密度の濃い臨場感。球場の空気を感じろ!
作品紹介が先になったけれど、このアニメの見どころのひとつが、アニメ化で水島努監督が力を注いだという「高校野球のリアルな空気感」だ。これは特に、第1期14話からスタートする夏の初戦、桐青高校との試合で体感できる。
この空気感は、背景・音・群衆描写・テンポなどによって、手間をかけ緻密に作り上げられたものだ。
まず、背景。このアニメのルールのひとつとして、どのカットも必ずキャラクターの後ろに、バックスクリーンや観客席といった背景が描かれている。
アニメーションの表現のひとつに、キャラクターの後ろが無地やパターン、流線などで処理される「イメージ背景」というのがあるが、この作品は、それがほとんどない。
これにより作画の手間は飛躍的に増える。それをあえてやった分だけ、まるで実写のドラマのように臨場感は増す。そしてそこに立つキャラクターの存在感も、より“生きた人間”として感じられる効果がある。
次に、音。試合中にBGMはほとんど入らない。聞こえる音は、ボールがミットに収まる音、バットが打ち返す音、地面を蹴って走る足音、場内アナウンス、観客の声援、そして表と裏で切り替わる両校応援のブラスバンドだ。よく聞き比べれば、対戦する両校で、楽器の編成も異なる。これらの音の塊を受けて、まるでテレビで高校野球の中継を見ているような気分になる。
そして、群衆描写。観客席で観戦している人たちも、実に生き生きしている。特に第1期。野球の名門校・桐青高校の、ベンチに入れない部員たちがスタンドでする応援ダンスは、あまりにも作画が細かくて、口があんぐり空いてしまうレベルだ。
試合のテンポにも注意してみてほしい。この作品に、よくスポーツアニメにある、「一瞬を何十秒にも引き延ばす」シーンはほとんどない。可能なら、桐青戦の一気見をオススメしたい。あまり間合いを取らずにポンポン投げてポンポン打つ、かなりリアルに近い高校野球のテンポ感を味わえる。

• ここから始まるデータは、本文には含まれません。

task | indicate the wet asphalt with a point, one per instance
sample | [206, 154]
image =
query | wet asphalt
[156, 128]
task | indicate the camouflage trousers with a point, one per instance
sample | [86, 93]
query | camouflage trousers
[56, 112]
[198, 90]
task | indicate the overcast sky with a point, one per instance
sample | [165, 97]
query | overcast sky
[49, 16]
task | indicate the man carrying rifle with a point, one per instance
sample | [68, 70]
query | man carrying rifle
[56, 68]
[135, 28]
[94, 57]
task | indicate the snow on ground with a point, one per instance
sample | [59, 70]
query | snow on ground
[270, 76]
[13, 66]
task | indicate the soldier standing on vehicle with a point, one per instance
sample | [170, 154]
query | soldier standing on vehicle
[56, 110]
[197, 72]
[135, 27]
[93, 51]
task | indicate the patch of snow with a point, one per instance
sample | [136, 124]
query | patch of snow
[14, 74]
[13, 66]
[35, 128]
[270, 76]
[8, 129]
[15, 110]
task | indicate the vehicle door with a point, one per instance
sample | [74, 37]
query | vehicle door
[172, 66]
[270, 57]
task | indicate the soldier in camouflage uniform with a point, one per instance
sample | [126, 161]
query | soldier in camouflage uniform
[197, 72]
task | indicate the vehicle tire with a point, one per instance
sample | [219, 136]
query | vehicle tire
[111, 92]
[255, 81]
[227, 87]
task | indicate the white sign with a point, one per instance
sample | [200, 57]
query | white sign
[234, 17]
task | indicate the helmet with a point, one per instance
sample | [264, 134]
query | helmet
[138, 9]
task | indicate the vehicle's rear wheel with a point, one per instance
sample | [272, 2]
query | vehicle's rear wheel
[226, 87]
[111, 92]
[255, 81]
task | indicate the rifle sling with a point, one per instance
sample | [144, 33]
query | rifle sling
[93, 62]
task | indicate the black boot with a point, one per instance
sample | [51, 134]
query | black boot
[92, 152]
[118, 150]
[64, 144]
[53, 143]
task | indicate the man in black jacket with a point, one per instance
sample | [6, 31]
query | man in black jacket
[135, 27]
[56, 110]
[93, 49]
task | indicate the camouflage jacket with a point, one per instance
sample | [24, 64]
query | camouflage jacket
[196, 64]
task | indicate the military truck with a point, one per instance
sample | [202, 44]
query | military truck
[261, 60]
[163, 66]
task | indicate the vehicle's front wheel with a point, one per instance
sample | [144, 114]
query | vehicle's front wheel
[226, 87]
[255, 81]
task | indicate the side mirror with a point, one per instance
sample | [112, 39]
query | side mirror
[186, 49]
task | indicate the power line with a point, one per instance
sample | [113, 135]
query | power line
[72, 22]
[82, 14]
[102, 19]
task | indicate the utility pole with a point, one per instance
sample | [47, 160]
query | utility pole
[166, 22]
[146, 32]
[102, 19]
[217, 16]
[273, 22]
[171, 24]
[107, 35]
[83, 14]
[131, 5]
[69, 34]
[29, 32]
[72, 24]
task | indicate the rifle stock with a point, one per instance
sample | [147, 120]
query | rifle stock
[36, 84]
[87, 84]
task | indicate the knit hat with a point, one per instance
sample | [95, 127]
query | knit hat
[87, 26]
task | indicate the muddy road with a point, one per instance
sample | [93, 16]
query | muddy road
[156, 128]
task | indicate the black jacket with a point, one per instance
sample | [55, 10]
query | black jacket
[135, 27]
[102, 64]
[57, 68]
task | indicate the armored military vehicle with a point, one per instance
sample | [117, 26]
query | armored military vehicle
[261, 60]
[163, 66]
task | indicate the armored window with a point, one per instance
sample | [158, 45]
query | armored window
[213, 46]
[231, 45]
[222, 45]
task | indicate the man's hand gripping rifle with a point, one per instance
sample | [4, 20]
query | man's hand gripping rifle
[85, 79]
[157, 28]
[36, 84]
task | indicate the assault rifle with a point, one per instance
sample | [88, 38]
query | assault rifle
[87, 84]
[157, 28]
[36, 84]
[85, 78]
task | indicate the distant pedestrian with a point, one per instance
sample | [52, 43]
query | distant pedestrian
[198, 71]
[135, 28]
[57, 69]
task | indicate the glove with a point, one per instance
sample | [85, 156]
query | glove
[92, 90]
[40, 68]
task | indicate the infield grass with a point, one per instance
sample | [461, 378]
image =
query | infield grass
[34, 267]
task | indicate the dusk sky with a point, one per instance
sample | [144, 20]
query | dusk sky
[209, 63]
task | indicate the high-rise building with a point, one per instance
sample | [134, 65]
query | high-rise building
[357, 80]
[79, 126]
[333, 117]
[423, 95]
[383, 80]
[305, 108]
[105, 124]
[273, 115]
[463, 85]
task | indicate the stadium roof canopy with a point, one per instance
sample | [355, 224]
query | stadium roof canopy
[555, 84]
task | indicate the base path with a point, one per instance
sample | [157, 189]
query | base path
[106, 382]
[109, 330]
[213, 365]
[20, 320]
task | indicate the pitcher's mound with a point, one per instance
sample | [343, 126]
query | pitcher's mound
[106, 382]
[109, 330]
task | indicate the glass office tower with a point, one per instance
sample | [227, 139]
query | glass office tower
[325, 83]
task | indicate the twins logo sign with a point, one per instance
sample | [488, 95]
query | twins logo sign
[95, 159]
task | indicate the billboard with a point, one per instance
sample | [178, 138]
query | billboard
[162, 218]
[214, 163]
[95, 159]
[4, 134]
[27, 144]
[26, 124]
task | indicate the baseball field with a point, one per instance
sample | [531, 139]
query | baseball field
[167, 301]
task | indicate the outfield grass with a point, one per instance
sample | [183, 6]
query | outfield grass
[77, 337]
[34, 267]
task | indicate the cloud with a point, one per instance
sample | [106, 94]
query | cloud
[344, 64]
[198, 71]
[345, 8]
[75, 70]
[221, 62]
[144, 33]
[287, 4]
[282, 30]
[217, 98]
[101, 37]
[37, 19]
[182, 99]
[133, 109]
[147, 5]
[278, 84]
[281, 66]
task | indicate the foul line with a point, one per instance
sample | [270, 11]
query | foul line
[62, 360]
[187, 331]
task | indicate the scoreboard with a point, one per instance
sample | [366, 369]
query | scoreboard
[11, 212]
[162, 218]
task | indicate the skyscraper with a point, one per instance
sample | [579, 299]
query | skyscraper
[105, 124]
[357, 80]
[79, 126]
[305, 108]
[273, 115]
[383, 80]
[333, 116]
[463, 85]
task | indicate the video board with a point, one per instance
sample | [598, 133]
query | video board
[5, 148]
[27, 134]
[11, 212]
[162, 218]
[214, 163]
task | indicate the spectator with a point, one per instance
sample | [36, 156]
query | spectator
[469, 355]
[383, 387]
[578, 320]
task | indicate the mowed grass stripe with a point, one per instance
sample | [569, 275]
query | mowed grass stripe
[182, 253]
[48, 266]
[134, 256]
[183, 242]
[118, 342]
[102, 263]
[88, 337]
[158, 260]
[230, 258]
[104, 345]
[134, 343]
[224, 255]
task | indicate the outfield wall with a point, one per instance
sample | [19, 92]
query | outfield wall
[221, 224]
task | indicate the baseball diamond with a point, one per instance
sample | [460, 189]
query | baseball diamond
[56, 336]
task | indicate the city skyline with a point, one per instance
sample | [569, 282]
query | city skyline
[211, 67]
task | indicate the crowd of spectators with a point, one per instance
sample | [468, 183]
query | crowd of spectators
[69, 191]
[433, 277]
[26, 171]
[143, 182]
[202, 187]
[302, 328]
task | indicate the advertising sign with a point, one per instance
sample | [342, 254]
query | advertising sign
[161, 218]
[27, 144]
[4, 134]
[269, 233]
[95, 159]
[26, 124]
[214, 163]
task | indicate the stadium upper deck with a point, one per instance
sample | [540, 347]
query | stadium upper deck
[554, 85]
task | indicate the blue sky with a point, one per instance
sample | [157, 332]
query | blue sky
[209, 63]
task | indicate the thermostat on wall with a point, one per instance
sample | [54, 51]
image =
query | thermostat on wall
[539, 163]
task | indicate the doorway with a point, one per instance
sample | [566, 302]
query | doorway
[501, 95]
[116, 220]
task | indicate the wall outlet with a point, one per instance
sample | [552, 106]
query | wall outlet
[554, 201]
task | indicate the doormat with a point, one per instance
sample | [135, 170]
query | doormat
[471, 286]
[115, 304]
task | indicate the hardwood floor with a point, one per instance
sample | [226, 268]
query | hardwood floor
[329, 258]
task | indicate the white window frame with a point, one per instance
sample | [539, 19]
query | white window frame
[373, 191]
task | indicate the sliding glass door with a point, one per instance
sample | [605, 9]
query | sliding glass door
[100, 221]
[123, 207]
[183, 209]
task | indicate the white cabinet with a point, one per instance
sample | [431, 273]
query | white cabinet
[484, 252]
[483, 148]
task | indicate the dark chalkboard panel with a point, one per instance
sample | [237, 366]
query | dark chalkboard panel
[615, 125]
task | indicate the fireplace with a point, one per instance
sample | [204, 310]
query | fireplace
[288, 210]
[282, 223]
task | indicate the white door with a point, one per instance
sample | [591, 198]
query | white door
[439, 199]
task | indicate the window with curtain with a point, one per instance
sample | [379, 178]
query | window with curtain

徹底した演出から得られるリアルな感覚は、水島監督の意図するところなのだろう。「SHIROBAKO」を見ていて、抑制のきいた現実味のあるアニメ現場を見ていると、2つの作品に通じるものを感じるのだ。
そんな世界の中で、主人公の三橋だけが、挙動不審でコミカルな動きを見せて、独自の存在感を出している。さすが主人公というべきか。